At the end of the 1950’s the Hollywood studio system had crumbled. This opened the way for independent film production. All kinds of beginners, amateurs and opportunists could now make a movie with little money and get it distributed in movie theatres or drive-ins as well. The rise of the Z-movie had started. KILLER SHREWS is one of such movies. It was shot somewhere outside Dallas, Texas. Actor Ken Curtis (who became famous as sidekick Festus in the television series Gunsmoke) and radioman Gordon McLendon (attributed to broadcast the first live traffic report in the USA) produced the movie with a small budget. Both men also played a part in the movie and shot at the same time another Z-classic, THE GIANT GILA MONSTER.

The low budget and limited time to produce the movie were disastrous for the quality of the special effects, but not for a successful advertising campagne. The initial investment of $ 123,000– paid back tenfold.

HALFSHEET

Halfsheets like these measure about 22 inches high and 28 inches wide and are printed on cardstock. Movie theatres use to have special lobby displays for this size. The viewing public could look at the posters up close and at eye level. Sometimes this resulted in rather boring movie paper, for example posters with a lot of explanatory text or just two heads with the names of the stars and nothing else. Due to the landscape format of the poster it fills up quickly and it offers less depth than the portrait format.

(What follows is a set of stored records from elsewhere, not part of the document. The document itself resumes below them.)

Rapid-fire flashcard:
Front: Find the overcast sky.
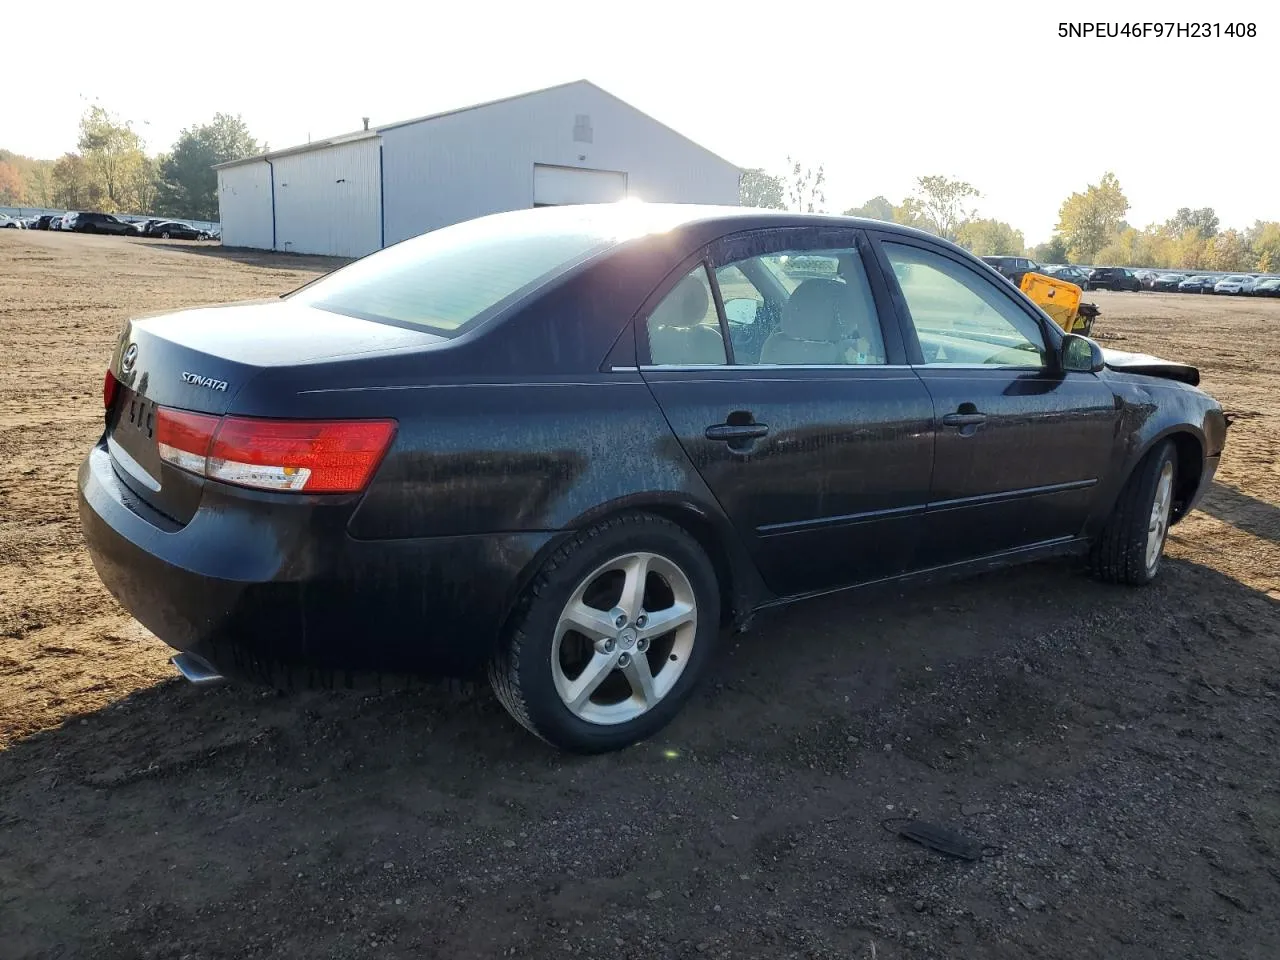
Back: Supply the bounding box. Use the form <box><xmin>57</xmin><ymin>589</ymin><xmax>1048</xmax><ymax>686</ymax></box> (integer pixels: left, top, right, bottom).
<box><xmin>6</xmin><ymin>0</ymin><xmax>1273</xmax><ymax>243</ymax></box>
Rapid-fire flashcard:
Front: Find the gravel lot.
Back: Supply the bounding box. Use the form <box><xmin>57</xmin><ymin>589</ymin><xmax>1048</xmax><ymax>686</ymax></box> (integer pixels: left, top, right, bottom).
<box><xmin>1</xmin><ymin>230</ymin><xmax>1278</xmax><ymax>960</ymax></box>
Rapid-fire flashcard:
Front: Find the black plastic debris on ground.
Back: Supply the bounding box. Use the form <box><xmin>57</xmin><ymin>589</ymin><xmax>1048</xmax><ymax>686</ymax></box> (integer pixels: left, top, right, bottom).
<box><xmin>885</xmin><ymin>819</ymin><xmax>998</xmax><ymax>861</ymax></box>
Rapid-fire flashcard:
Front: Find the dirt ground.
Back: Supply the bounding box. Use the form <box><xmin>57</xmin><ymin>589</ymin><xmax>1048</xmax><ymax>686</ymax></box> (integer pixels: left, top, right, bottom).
<box><xmin>1</xmin><ymin>230</ymin><xmax>1278</xmax><ymax>960</ymax></box>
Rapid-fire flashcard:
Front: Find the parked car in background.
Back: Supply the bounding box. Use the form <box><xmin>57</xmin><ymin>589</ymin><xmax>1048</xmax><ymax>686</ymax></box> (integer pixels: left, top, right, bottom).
<box><xmin>1251</xmin><ymin>278</ymin><xmax>1280</xmax><ymax>297</ymax></box>
<box><xmin>1152</xmin><ymin>273</ymin><xmax>1186</xmax><ymax>292</ymax></box>
<box><xmin>0</xmin><ymin>215</ymin><xmax>25</xmax><ymax>229</ymax></box>
<box><xmin>49</xmin><ymin>215</ymin><xmax>63</xmax><ymax>230</ymax></box>
<box><xmin>1214</xmin><ymin>275</ymin><xmax>1251</xmax><ymax>295</ymax></box>
<box><xmin>62</xmin><ymin>212</ymin><xmax>136</xmax><ymax>235</ymax></box>
<box><xmin>142</xmin><ymin>220</ymin><xmax>204</xmax><ymax>240</ymax></box>
<box><xmin>1240</xmin><ymin>276</ymin><xmax>1261</xmax><ymax>294</ymax></box>
<box><xmin>1134</xmin><ymin>270</ymin><xmax>1159</xmax><ymax>289</ymax></box>
<box><xmin>24</xmin><ymin>214</ymin><xmax>59</xmax><ymax>231</ymax></box>
<box><xmin>1088</xmin><ymin>267</ymin><xmax>1142</xmax><ymax>292</ymax></box>
<box><xmin>1178</xmin><ymin>275</ymin><xmax>1217</xmax><ymax>294</ymax></box>
<box><xmin>77</xmin><ymin>204</ymin><xmax>1228</xmax><ymax>753</ymax></box>
<box><xmin>1044</xmin><ymin>265</ymin><xmax>1092</xmax><ymax>289</ymax></box>
<box><xmin>980</xmin><ymin>255</ymin><xmax>1043</xmax><ymax>287</ymax></box>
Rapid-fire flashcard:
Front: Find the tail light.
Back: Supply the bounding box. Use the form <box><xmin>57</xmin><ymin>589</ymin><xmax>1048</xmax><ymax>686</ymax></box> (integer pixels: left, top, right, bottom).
<box><xmin>103</xmin><ymin>369</ymin><xmax>119</xmax><ymax>410</ymax></box>
<box><xmin>155</xmin><ymin>408</ymin><xmax>396</xmax><ymax>494</ymax></box>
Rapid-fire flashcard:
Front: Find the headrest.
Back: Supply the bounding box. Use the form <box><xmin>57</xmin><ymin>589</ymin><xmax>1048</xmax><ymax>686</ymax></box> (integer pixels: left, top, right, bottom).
<box><xmin>782</xmin><ymin>279</ymin><xmax>845</xmax><ymax>341</ymax></box>
<box><xmin>651</xmin><ymin>275</ymin><xmax>709</xmax><ymax>329</ymax></box>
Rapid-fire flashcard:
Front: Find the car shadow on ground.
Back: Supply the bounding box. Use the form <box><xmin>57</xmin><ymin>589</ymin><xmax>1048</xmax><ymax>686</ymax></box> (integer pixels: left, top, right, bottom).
<box><xmin>3</xmin><ymin>557</ymin><xmax>1279</xmax><ymax>959</ymax></box>
<box><xmin>126</xmin><ymin>239</ymin><xmax>351</xmax><ymax>273</ymax></box>
<box><xmin>1197</xmin><ymin>480</ymin><xmax>1280</xmax><ymax>544</ymax></box>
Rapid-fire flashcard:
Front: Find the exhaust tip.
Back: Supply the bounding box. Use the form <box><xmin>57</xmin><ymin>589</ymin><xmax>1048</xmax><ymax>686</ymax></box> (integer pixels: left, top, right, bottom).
<box><xmin>171</xmin><ymin>652</ymin><xmax>225</xmax><ymax>684</ymax></box>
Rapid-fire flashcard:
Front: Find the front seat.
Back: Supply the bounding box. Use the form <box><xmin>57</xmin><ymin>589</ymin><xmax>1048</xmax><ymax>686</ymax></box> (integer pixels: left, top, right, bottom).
<box><xmin>759</xmin><ymin>278</ymin><xmax>849</xmax><ymax>364</ymax></box>
<box><xmin>647</xmin><ymin>275</ymin><xmax>726</xmax><ymax>365</ymax></box>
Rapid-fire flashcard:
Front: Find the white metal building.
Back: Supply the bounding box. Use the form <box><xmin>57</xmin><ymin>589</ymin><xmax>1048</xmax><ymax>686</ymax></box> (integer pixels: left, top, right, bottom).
<box><xmin>215</xmin><ymin>80</ymin><xmax>741</xmax><ymax>258</ymax></box>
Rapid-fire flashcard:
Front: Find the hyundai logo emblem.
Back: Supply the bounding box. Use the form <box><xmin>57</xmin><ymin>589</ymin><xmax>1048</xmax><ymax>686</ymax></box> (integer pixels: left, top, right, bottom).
<box><xmin>121</xmin><ymin>343</ymin><xmax>138</xmax><ymax>374</ymax></box>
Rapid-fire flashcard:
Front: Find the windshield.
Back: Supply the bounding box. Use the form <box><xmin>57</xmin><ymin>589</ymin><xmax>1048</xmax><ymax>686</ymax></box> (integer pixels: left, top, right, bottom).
<box><xmin>289</xmin><ymin>204</ymin><xmax>684</xmax><ymax>337</ymax></box>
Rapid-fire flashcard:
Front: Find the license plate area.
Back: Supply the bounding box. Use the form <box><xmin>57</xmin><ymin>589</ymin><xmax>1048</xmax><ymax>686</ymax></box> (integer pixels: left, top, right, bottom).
<box><xmin>118</xmin><ymin>390</ymin><xmax>158</xmax><ymax>442</ymax></box>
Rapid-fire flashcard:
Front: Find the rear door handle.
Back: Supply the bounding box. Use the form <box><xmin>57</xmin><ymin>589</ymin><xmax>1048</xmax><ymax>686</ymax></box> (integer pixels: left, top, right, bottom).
<box><xmin>941</xmin><ymin>413</ymin><xmax>987</xmax><ymax>427</ymax></box>
<box><xmin>705</xmin><ymin>423</ymin><xmax>770</xmax><ymax>442</ymax></box>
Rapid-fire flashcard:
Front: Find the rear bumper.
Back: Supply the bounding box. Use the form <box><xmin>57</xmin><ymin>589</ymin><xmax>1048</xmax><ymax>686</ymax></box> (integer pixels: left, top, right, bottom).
<box><xmin>78</xmin><ymin>442</ymin><xmax>557</xmax><ymax>681</ymax></box>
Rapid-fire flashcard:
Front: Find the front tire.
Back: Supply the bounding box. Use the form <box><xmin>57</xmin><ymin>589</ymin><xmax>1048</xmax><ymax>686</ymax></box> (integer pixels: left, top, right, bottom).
<box><xmin>1089</xmin><ymin>441</ymin><xmax>1177</xmax><ymax>585</ymax></box>
<box><xmin>489</xmin><ymin>513</ymin><xmax>720</xmax><ymax>753</ymax></box>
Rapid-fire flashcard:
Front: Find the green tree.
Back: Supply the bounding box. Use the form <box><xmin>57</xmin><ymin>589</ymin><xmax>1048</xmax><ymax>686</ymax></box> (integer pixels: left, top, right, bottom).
<box><xmin>1247</xmin><ymin>221</ymin><xmax>1280</xmax><ymax>272</ymax></box>
<box><xmin>1031</xmin><ymin>236</ymin><xmax>1069</xmax><ymax>263</ymax></box>
<box><xmin>891</xmin><ymin>197</ymin><xmax>930</xmax><ymax>231</ymax></box>
<box><xmin>26</xmin><ymin>160</ymin><xmax>53</xmax><ymax>207</ymax></box>
<box><xmin>739</xmin><ymin>168</ymin><xmax>785</xmax><ymax>210</ymax></box>
<box><xmin>78</xmin><ymin>105</ymin><xmax>148</xmax><ymax>212</ymax></box>
<box><xmin>784</xmin><ymin>156</ymin><xmax>826</xmax><ymax>213</ymax></box>
<box><xmin>1169</xmin><ymin>228</ymin><xmax>1210</xmax><ymax>270</ymax></box>
<box><xmin>955</xmin><ymin>218</ymin><xmax>1025</xmax><ymax>256</ymax></box>
<box><xmin>844</xmin><ymin>195</ymin><xmax>894</xmax><ymax>221</ymax></box>
<box><xmin>912</xmin><ymin>175</ymin><xmax>980</xmax><ymax>241</ymax></box>
<box><xmin>1055</xmin><ymin>172</ymin><xmax>1129</xmax><ymax>263</ymax></box>
<box><xmin>1204</xmin><ymin>229</ymin><xmax>1252</xmax><ymax>272</ymax></box>
<box><xmin>1095</xmin><ymin>226</ymin><xmax>1144</xmax><ymax>266</ymax></box>
<box><xmin>51</xmin><ymin>153</ymin><xmax>95</xmax><ymax>209</ymax></box>
<box><xmin>158</xmin><ymin>113</ymin><xmax>260</xmax><ymax>220</ymax></box>
<box><xmin>1165</xmin><ymin>207</ymin><xmax>1219</xmax><ymax>240</ymax></box>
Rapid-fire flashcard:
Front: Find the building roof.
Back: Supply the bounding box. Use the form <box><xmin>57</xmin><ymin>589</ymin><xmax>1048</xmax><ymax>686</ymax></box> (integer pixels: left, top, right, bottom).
<box><xmin>212</xmin><ymin>129</ymin><xmax>379</xmax><ymax>169</ymax></box>
<box><xmin>213</xmin><ymin>80</ymin><xmax>738</xmax><ymax>172</ymax></box>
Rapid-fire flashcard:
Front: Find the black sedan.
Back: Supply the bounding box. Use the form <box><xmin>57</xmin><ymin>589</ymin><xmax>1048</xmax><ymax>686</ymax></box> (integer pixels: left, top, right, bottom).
<box><xmin>1044</xmin><ymin>265</ymin><xmax>1092</xmax><ymax>290</ymax></box>
<box><xmin>1178</xmin><ymin>275</ymin><xmax>1218</xmax><ymax>294</ymax></box>
<box><xmin>142</xmin><ymin>220</ymin><xmax>203</xmax><ymax>240</ymax></box>
<box><xmin>1152</xmin><ymin>273</ymin><xmax>1186</xmax><ymax>292</ymax></box>
<box><xmin>1088</xmin><ymin>267</ymin><xmax>1143</xmax><ymax>291</ymax></box>
<box><xmin>78</xmin><ymin>205</ymin><xmax>1227</xmax><ymax>753</ymax></box>
<box><xmin>1253</xmin><ymin>278</ymin><xmax>1280</xmax><ymax>297</ymax></box>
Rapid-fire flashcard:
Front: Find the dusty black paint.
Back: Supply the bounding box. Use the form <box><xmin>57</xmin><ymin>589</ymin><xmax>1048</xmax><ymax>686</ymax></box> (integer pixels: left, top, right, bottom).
<box><xmin>78</xmin><ymin>208</ymin><xmax>1227</xmax><ymax>680</ymax></box>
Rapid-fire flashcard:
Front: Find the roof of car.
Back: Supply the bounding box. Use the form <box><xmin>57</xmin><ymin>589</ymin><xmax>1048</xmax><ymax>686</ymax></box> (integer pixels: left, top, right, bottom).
<box><xmin>444</xmin><ymin>203</ymin><xmax>948</xmax><ymax>247</ymax></box>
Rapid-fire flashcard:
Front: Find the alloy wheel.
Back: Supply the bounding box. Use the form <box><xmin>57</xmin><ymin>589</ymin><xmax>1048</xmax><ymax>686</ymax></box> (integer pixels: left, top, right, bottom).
<box><xmin>1146</xmin><ymin>460</ymin><xmax>1175</xmax><ymax>572</ymax></box>
<box><xmin>551</xmin><ymin>551</ymin><xmax>697</xmax><ymax>725</ymax></box>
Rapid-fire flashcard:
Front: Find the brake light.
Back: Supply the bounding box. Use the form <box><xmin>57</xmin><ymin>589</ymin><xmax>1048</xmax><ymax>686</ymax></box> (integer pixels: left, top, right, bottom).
<box><xmin>209</xmin><ymin>417</ymin><xmax>397</xmax><ymax>493</ymax></box>
<box><xmin>156</xmin><ymin>408</ymin><xmax>219</xmax><ymax>474</ymax></box>
<box><xmin>103</xmin><ymin>369</ymin><xmax>119</xmax><ymax>410</ymax></box>
<box><xmin>155</xmin><ymin>408</ymin><xmax>395</xmax><ymax>494</ymax></box>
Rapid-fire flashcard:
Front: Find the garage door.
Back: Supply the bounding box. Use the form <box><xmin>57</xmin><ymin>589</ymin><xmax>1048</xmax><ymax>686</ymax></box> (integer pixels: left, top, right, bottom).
<box><xmin>533</xmin><ymin>164</ymin><xmax>628</xmax><ymax>206</ymax></box>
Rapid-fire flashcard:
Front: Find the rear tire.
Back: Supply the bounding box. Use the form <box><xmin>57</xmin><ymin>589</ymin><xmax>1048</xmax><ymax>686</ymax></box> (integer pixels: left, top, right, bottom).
<box><xmin>1089</xmin><ymin>441</ymin><xmax>1178</xmax><ymax>586</ymax></box>
<box><xmin>489</xmin><ymin>513</ymin><xmax>720</xmax><ymax>753</ymax></box>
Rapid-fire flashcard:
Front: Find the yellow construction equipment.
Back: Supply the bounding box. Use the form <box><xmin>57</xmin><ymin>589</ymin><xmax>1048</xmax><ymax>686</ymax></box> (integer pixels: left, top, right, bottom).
<box><xmin>1019</xmin><ymin>272</ymin><xmax>1098</xmax><ymax>335</ymax></box>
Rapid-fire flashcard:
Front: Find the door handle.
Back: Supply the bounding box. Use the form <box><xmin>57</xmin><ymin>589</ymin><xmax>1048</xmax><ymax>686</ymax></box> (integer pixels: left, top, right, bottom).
<box><xmin>705</xmin><ymin>423</ymin><xmax>770</xmax><ymax>442</ymax></box>
<box><xmin>941</xmin><ymin>413</ymin><xmax>987</xmax><ymax>427</ymax></box>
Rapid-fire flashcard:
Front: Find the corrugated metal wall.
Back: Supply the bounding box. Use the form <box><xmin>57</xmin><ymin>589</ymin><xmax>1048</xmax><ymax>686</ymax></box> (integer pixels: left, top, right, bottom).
<box><xmin>217</xmin><ymin>162</ymin><xmax>274</xmax><ymax>250</ymax></box>
<box><xmin>272</xmin><ymin>139</ymin><xmax>382</xmax><ymax>258</ymax></box>
<box><xmin>381</xmin><ymin>82</ymin><xmax>740</xmax><ymax>245</ymax></box>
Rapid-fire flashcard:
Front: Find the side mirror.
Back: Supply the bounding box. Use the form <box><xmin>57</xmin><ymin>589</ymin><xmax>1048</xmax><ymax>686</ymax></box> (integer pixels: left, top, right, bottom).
<box><xmin>1061</xmin><ymin>333</ymin><xmax>1105</xmax><ymax>373</ymax></box>
<box><xmin>723</xmin><ymin>298</ymin><xmax>759</xmax><ymax>325</ymax></box>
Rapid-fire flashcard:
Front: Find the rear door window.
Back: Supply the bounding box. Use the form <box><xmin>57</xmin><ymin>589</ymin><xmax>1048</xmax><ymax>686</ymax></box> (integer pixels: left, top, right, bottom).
<box><xmin>716</xmin><ymin>248</ymin><xmax>887</xmax><ymax>365</ymax></box>
<box><xmin>643</xmin><ymin>264</ymin><xmax>727</xmax><ymax>366</ymax></box>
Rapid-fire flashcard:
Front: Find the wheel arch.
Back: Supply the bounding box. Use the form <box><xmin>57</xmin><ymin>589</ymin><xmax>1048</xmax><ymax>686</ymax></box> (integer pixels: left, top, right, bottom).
<box><xmin>1129</xmin><ymin>426</ymin><xmax>1205</xmax><ymax>525</ymax></box>
<box><xmin>498</xmin><ymin>493</ymin><xmax>767</xmax><ymax>649</ymax></box>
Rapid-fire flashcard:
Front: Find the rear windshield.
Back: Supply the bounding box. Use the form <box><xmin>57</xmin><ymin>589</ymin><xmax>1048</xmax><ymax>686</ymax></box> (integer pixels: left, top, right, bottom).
<box><xmin>288</xmin><ymin>206</ymin><xmax>675</xmax><ymax>338</ymax></box>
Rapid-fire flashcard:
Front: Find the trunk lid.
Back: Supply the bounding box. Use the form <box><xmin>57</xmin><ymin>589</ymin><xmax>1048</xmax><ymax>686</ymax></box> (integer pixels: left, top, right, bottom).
<box><xmin>105</xmin><ymin>300</ymin><xmax>444</xmax><ymax>524</ymax></box>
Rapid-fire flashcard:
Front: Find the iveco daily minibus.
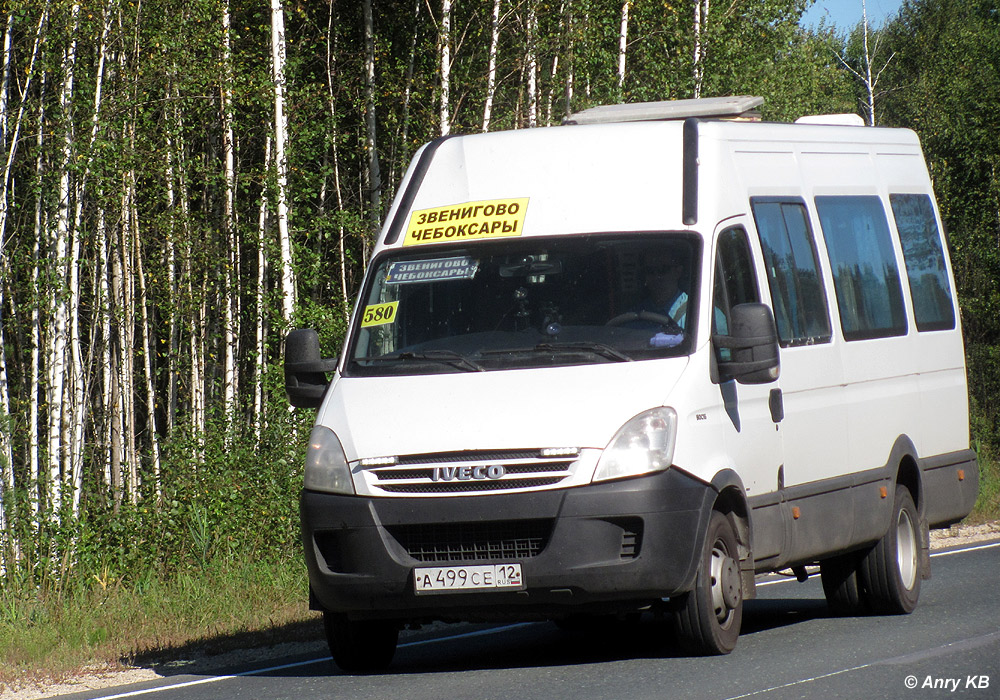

The KILLER SHREWS halfsheet is special, because it toys with monster movie cliches. In 1959 the average Joe Public was bombarded with the KING KONG-effect and had seen loads of spiders, ants or other small pests or beasts towering above him with the warning shout “GET OUT OF THE WAY, MONSTER INCOMING!”  The (unfortunately anonymous) designer of the KILLER SHREWS halfsheet found singleness of effect in a more subtle way by literally choosing the tail end of the plot.

 

The KILLER SHREWS halfsheet (22x28")

The KILLER SHREWS halfsheet (22×28″)

The poster is, as Wellington laid down, divided in two large areas on top of each other. This gives a sense of depth that enables the four defining objects to be large and visible. The upper area is dark, the lower area is light. These areas are green being the colour of horror. In the green areas there’s a kind of rebus of three very colourful objects: purple tail + red pool of blood + pink ladies pump. A shrew itself is not the scariest animal in the world. It’s basically a lot of fur with two small, beady eyes. To inflate such an animal to monster proportions is less effective than say an eight-legged spider or a praying mantis. To show just the tail has much more threatening effect. The tail is draped delicately across the full width of the poster. The blood is red and looks fresh. The pink pump symbolizes youth and sex. The answer to the rebus is written above it in straight, simple and neutral white lettering: “All that was left after…” and than the title in free, more genre specific, lettering: THE KILLER SHREWS.

The message is clear. We are too late. No use shouting out a warning.